Topic Modeling Web Graph

Primary LanguagePython

Topic Modeling Graph

Code style: black GitHub license

Overview

This repository contains a Python script for performing topic modeling on multilingual text data. It supports both Russian (using the DeepPavlov model) and other languages (using a multilingual BERT model). The code can automatically detect the language of the input text and choose the appropriate model for topic modeling.

Features

  • Supports text analysis using different topic modeling techniques.
  • Multilingual support for both Russian and other languages.
  • User-friendly web interface for easy interaction.
  • Visualization of topics in a graph format.

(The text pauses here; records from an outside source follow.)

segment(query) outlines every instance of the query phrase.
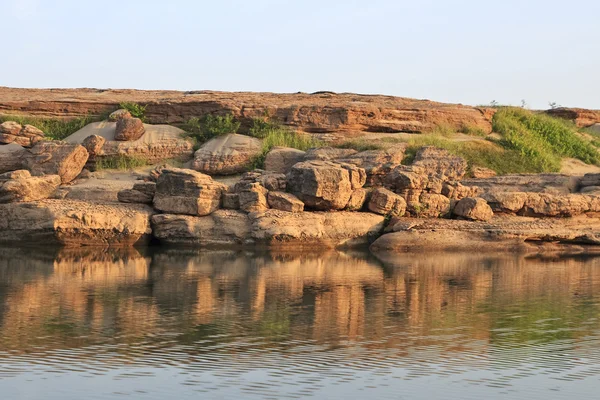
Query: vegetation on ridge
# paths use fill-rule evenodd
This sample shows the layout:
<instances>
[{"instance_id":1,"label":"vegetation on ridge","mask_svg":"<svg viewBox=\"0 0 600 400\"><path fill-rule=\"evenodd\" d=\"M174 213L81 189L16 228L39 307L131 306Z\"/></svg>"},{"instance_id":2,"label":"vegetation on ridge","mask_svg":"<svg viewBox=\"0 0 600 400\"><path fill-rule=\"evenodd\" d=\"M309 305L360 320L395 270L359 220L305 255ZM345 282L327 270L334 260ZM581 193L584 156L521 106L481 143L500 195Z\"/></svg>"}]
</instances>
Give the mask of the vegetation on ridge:
<instances>
[{"instance_id":1,"label":"vegetation on ridge","mask_svg":"<svg viewBox=\"0 0 600 400\"><path fill-rule=\"evenodd\" d=\"M21 125L33 125L44 132L46 138L52 140L63 140L95 120L88 116L71 119L21 117L17 115L0 116L0 123L15 121Z\"/></svg>"}]
</instances>

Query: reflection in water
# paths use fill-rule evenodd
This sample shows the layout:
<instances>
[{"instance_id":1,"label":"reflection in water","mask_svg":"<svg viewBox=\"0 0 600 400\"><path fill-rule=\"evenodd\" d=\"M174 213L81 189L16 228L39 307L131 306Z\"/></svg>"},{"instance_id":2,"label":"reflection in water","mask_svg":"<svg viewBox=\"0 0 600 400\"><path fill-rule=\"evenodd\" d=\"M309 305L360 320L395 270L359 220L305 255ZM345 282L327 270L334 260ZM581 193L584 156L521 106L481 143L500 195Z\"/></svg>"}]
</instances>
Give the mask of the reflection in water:
<instances>
[{"instance_id":1,"label":"reflection in water","mask_svg":"<svg viewBox=\"0 0 600 400\"><path fill-rule=\"evenodd\" d=\"M0 249L0 393L595 398L600 259L143 252Z\"/></svg>"}]
</instances>

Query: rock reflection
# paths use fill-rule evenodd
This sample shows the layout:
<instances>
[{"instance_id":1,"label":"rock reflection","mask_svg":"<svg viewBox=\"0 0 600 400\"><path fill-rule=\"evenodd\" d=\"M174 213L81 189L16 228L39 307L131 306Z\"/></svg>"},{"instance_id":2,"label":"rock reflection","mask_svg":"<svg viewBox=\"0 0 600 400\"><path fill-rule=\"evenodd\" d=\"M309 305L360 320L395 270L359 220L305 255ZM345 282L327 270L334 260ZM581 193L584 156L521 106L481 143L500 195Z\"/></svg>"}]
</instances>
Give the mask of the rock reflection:
<instances>
[{"instance_id":1,"label":"rock reflection","mask_svg":"<svg viewBox=\"0 0 600 400\"><path fill-rule=\"evenodd\" d=\"M599 328L594 258L142 253L1 249L0 352L110 344L141 357L251 340L468 358Z\"/></svg>"}]
</instances>

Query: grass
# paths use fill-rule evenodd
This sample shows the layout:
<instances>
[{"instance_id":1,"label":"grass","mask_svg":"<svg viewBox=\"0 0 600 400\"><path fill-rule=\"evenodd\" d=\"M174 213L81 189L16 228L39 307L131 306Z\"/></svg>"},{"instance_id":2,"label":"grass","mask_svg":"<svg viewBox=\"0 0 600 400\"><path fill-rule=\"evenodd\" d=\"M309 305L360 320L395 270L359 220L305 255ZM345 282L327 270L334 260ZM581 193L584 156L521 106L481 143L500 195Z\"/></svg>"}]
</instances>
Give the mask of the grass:
<instances>
[{"instance_id":1,"label":"grass","mask_svg":"<svg viewBox=\"0 0 600 400\"><path fill-rule=\"evenodd\" d=\"M313 147L322 147L324 144L322 141L315 139L314 137L295 132L289 128L270 123L265 125L263 130L254 132L254 135L262 138L262 152L252 162L252 168L263 168L267 153L271 151L273 147L291 147L298 150L308 150Z\"/></svg>"},{"instance_id":2,"label":"grass","mask_svg":"<svg viewBox=\"0 0 600 400\"><path fill-rule=\"evenodd\" d=\"M95 119L87 116L72 119L20 117L16 115L0 116L0 123L5 121L15 121L21 125L33 125L44 132L48 139L63 140L87 124L94 122Z\"/></svg>"},{"instance_id":3,"label":"grass","mask_svg":"<svg viewBox=\"0 0 600 400\"><path fill-rule=\"evenodd\" d=\"M347 140L341 143L334 143L332 146L339 149L354 149L356 151L381 150L387 146L380 142L366 139Z\"/></svg>"},{"instance_id":4,"label":"grass","mask_svg":"<svg viewBox=\"0 0 600 400\"><path fill-rule=\"evenodd\" d=\"M572 124L558 118L506 107L494 115L493 128L502 135L505 148L527 158L540 172L557 172L563 157L600 164L598 149L584 140Z\"/></svg>"},{"instance_id":5,"label":"grass","mask_svg":"<svg viewBox=\"0 0 600 400\"><path fill-rule=\"evenodd\" d=\"M104 169L129 170L146 165L148 165L148 161L143 158L123 154L102 157L96 160L96 170L98 171Z\"/></svg>"},{"instance_id":6,"label":"grass","mask_svg":"<svg viewBox=\"0 0 600 400\"><path fill-rule=\"evenodd\" d=\"M463 124L458 131L460 133L464 133L465 135L469 135L469 136L479 136L479 137L487 136L486 131L484 131L482 128L475 126L475 125Z\"/></svg>"},{"instance_id":7,"label":"grass","mask_svg":"<svg viewBox=\"0 0 600 400\"><path fill-rule=\"evenodd\" d=\"M216 136L228 133L237 133L240 122L232 114L227 115L205 115L202 118L190 118L183 126L189 137L197 143L204 143Z\"/></svg>"},{"instance_id":8,"label":"grass","mask_svg":"<svg viewBox=\"0 0 600 400\"><path fill-rule=\"evenodd\" d=\"M148 107L147 105L143 106L138 103L125 102L119 104L119 107L129 111L129 114L131 114L133 118L139 118L142 120L142 122L146 122L146 107Z\"/></svg>"}]
</instances>

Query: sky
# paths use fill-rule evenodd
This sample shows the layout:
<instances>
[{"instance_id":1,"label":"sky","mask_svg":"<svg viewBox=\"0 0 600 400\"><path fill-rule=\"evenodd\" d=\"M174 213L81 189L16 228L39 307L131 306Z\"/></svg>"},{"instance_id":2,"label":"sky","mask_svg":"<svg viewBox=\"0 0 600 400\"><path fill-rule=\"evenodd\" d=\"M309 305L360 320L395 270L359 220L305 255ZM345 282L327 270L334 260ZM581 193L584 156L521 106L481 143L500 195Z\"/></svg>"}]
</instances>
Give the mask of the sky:
<instances>
[{"instance_id":1,"label":"sky","mask_svg":"<svg viewBox=\"0 0 600 400\"><path fill-rule=\"evenodd\" d=\"M0 0L0 86L600 109L598 0Z\"/></svg>"}]
</instances>

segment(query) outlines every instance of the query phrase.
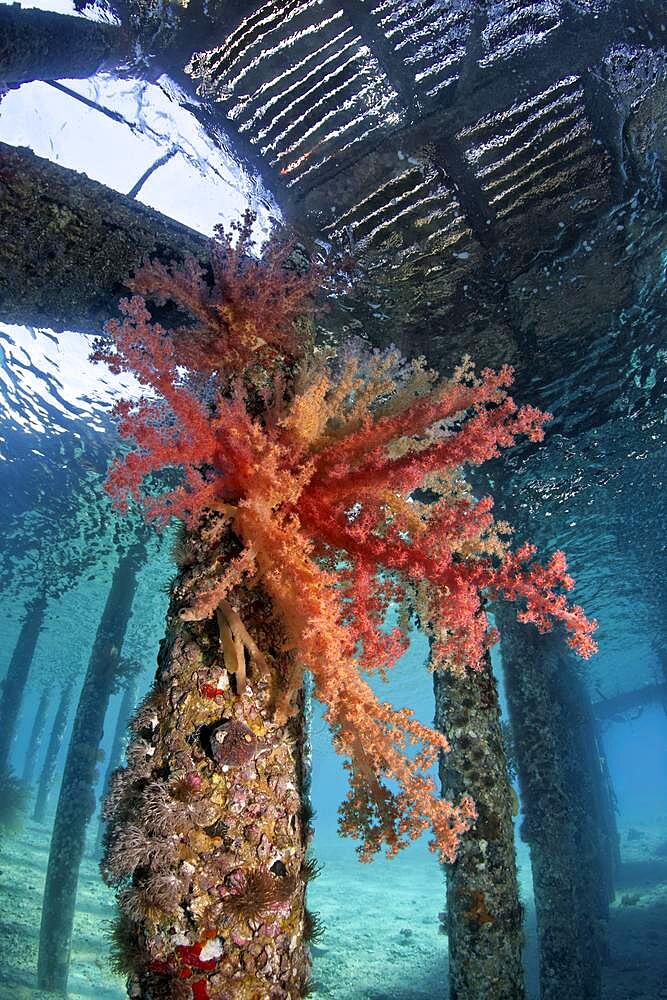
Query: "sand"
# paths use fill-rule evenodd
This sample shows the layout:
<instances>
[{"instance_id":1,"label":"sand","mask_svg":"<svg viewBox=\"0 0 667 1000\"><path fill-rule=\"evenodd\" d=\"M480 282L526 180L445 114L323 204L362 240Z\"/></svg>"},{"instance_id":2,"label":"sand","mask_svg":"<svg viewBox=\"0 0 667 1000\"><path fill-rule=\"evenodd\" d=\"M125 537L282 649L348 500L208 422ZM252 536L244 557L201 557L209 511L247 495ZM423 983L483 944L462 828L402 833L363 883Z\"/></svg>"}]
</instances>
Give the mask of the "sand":
<instances>
[{"instance_id":1,"label":"sand","mask_svg":"<svg viewBox=\"0 0 667 1000\"><path fill-rule=\"evenodd\" d=\"M0 1000L48 1000L35 987L40 901L48 831L29 823L0 854ZM447 937L439 930L444 885L420 845L393 861L361 865L352 846L316 840L324 864L310 907L326 930L313 946L315 1000L445 1000ZM667 1000L667 844L664 832L622 831L624 866L611 909L604 1000ZM535 997L535 935L525 848L529 998ZM81 869L69 979L70 1000L122 1000L108 965L106 927L113 894L92 856ZM571 998L576 1000L576 998Z\"/></svg>"},{"instance_id":2,"label":"sand","mask_svg":"<svg viewBox=\"0 0 667 1000\"><path fill-rule=\"evenodd\" d=\"M28 823L0 850L0 998L52 1000L36 988L41 898L50 830ZM68 996L71 1000L122 1000L123 979L107 960L106 925L113 917L113 893L100 879L97 862L84 858L72 939Z\"/></svg>"}]
</instances>

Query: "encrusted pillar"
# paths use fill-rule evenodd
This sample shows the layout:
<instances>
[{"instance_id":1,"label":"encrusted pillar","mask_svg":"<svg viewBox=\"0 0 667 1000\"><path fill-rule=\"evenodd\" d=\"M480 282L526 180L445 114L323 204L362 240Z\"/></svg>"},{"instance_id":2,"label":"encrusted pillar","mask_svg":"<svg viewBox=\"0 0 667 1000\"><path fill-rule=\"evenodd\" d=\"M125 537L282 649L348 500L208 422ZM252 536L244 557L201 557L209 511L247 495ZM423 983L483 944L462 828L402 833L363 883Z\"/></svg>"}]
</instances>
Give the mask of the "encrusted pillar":
<instances>
[{"instance_id":1,"label":"encrusted pillar","mask_svg":"<svg viewBox=\"0 0 667 1000\"><path fill-rule=\"evenodd\" d=\"M522 908L498 692L480 672L434 675L436 725L451 740L440 760L447 798L472 795L477 820L446 869L449 1000L521 1000ZM443 996L446 994L443 992Z\"/></svg>"},{"instance_id":2,"label":"encrusted pillar","mask_svg":"<svg viewBox=\"0 0 667 1000\"><path fill-rule=\"evenodd\" d=\"M496 620L533 869L540 997L599 1000L611 844L595 808L601 772L587 694L561 634L539 635L504 607Z\"/></svg>"},{"instance_id":3,"label":"encrusted pillar","mask_svg":"<svg viewBox=\"0 0 667 1000\"><path fill-rule=\"evenodd\" d=\"M230 593L233 630L220 616L183 620L182 595L206 565L201 539L187 545L192 569L174 588L155 684L106 803L116 964L142 1000L296 1000L308 989L313 873L304 713L274 719L289 661L262 591Z\"/></svg>"}]
</instances>

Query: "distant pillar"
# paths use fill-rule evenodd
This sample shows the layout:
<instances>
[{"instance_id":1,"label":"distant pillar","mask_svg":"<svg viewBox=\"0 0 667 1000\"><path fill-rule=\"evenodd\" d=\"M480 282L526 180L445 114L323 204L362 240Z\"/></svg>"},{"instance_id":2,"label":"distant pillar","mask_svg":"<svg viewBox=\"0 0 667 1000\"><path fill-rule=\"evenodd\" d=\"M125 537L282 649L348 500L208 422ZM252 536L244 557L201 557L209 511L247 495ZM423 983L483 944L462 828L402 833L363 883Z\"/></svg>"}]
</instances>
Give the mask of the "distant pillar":
<instances>
[{"instance_id":1,"label":"distant pillar","mask_svg":"<svg viewBox=\"0 0 667 1000\"><path fill-rule=\"evenodd\" d=\"M95 809L94 784L104 717L132 611L143 545L119 556L79 696L46 870L37 964L42 990L67 992L72 927L86 827Z\"/></svg>"},{"instance_id":2,"label":"distant pillar","mask_svg":"<svg viewBox=\"0 0 667 1000\"><path fill-rule=\"evenodd\" d=\"M614 843L590 701L562 635L540 635L502 606L496 622L533 869L540 997L599 1000Z\"/></svg>"},{"instance_id":3,"label":"distant pillar","mask_svg":"<svg viewBox=\"0 0 667 1000\"><path fill-rule=\"evenodd\" d=\"M139 670L139 664L132 664L132 668ZM111 744L111 750L109 752L109 763L107 766L106 774L104 775L104 784L102 786L102 796L101 802L103 803L107 792L109 791L109 786L111 783L111 776L113 775L116 768L120 767L121 761L123 759L123 750L125 749L125 744L129 738L128 725L130 722L130 716L134 711L134 704L137 697L137 678L135 674L131 674L125 681L125 687L123 688L123 697L121 698L120 706L118 708L118 715L116 716L116 728L114 729L113 742ZM101 807L100 807L101 813ZM102 839L104 837L104 830L106 828L106 823L104 822L103 816L100 814L100 822L97 832L97 850L99 851L102 847Z\"/></svg>"},{"instance_id":4,"label":"distant pillar","mask_svg":"<svg viewBox=\"0 0 667 1000\"><path fill-rule=\"evenodd\" d=\"M44 755L44 763L42 764L42 773L39 776L39 785L37 786L35 811L32 816L36 823L43 823L44 817L46 816L46 806L49 801L49 795L51 794L51 789L53 788L53 780L56 775L58 754L60 753L63 737L67 728L67 718L69 716L69 710L72 703L72 687L72 681L68 681L64 685L60 694L56 717L53 720L51 735L46 748L46 754Z\"/></svg>"},{"instance_id":5,"label":"distant pillar","mask_svg":"<svg viewBox=\"0 0 667 1000\"><path fill-rule=\"evenodd\" d=\"M569 693L572 714L578 720L577 735L579 749L582 797L580 809L583 817L588 817L590 836L585 840L589 853L593 878L593 891L597 898L597 920L600 924L600 949L606 954L606 933L602 929L609 919L609 904L616 894L616 883L621 865L621 841L616 824L616 796L611 783L611 775L600 732L600 724L595 717L593 704L583 679L576 672L576 660L565 653L570 669L563 674L566 686L564 696ZM583 851L582 851L583 853Z\"/></svg>"},{"instance_id":6,"label":"distant pillar","mask_svg":"<svg viewBox=\"0 0 667 1000\"><path fill-rule=\"evenodd\" d=\"M37 763L39 748L42 745L42 736L44 734L44 726L46 725L46 714L48 710L49 690L45 687L39 699L39 705L37 706L37 711L35 713L35 719L30 732L30 740L28 741L28 745L26 747L25 759L23 762L23 780L28 785L32 782L32 775L35 770L35 764Z\"/></svg>"},{"instance_id":7,"label":"distant pillar","mask_svg":"<svg viewBox=\"0 0 667 1000\"><path fill-rule=\"evenodd\" d=\"M484 668L434 675L436 726L451 741L442 754L443 794L475 800L477 821L447 866L449 1000L521 1000L522 907L514 851L513 793L496 682ZM435 998L434 998L435 1000Z\"/></svg>"},{"instance_id":8,"label":"distant pillar","mask_svg":"<svg viewBox=\"0 0 667 1000\"><path fill-rule=\"evenodd\" d=\"M28 680L30 664L35 653L37 639L44 623L46 597L40 594L26 605L25 618L21 625L7 674L2 682L0 698L0 772L9 771L9 755L16 733L23 692Z\"/></svg>"}]
</instances>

Getting Started with Docker

To get started with TM_graph using Docker, follow these steps:

  1. Clone this repository to your local machine:

  2. Clone this repository to your local machine:

    git clone https://github.com/Likich/TM_graph.git
    
  3. Navigate to the directory containing the Dockerfile of the cloned repository:

cd TM_graph
  1. Build the Docker image:
docker build -t tm_graph .
  1. Run the container from the image:
docker run -d -p 5000:8080 --name tm_graph_container tm_graph
  1. Open a web browser and access the server at http://localhost:5000.

Note: The above command assumes that the application runs on port 5000 within the container. Adjust the port mappings as necessary.

Usage

  1. Load your text data into the server using the web interface.
  2. Choose your preferred topic modeling method (e.g., BERT or LDA) and the number of topics.
  3. Analyze and visualize your text data based on the selected method.
  4. Explore the topics in the graph.

Multilingual Support

The server provides multilingual support. It can automatically detect the language of the input text and select the appropriate model (DeepPavlov for Russian or multilingual BERT for other languages).

Code Structure

  • Make_graph_from_TM.py: Python script for creating the topic graph.
  • TM.py: Contains the code for topic modeling and text analysis.
  • app.py: The main server application script.
  • Preprocess.py: Supports preprocessing for text analysis.
  • lemmatizator_stem.py: Provides lemmatization support.
  • static/ and templates/: Contain static files and HTML templates for the web interface.

Docker Support

The application is fully Dockerized for easy setup and deployment. Follow the Docker instructions above to build and run the application inside a Docker container.

Author

Likich

Feel free to use and modify this server for your text analysis needs!

Note: Ensure that Docker is installed and running on your machine before building and running the Docker container.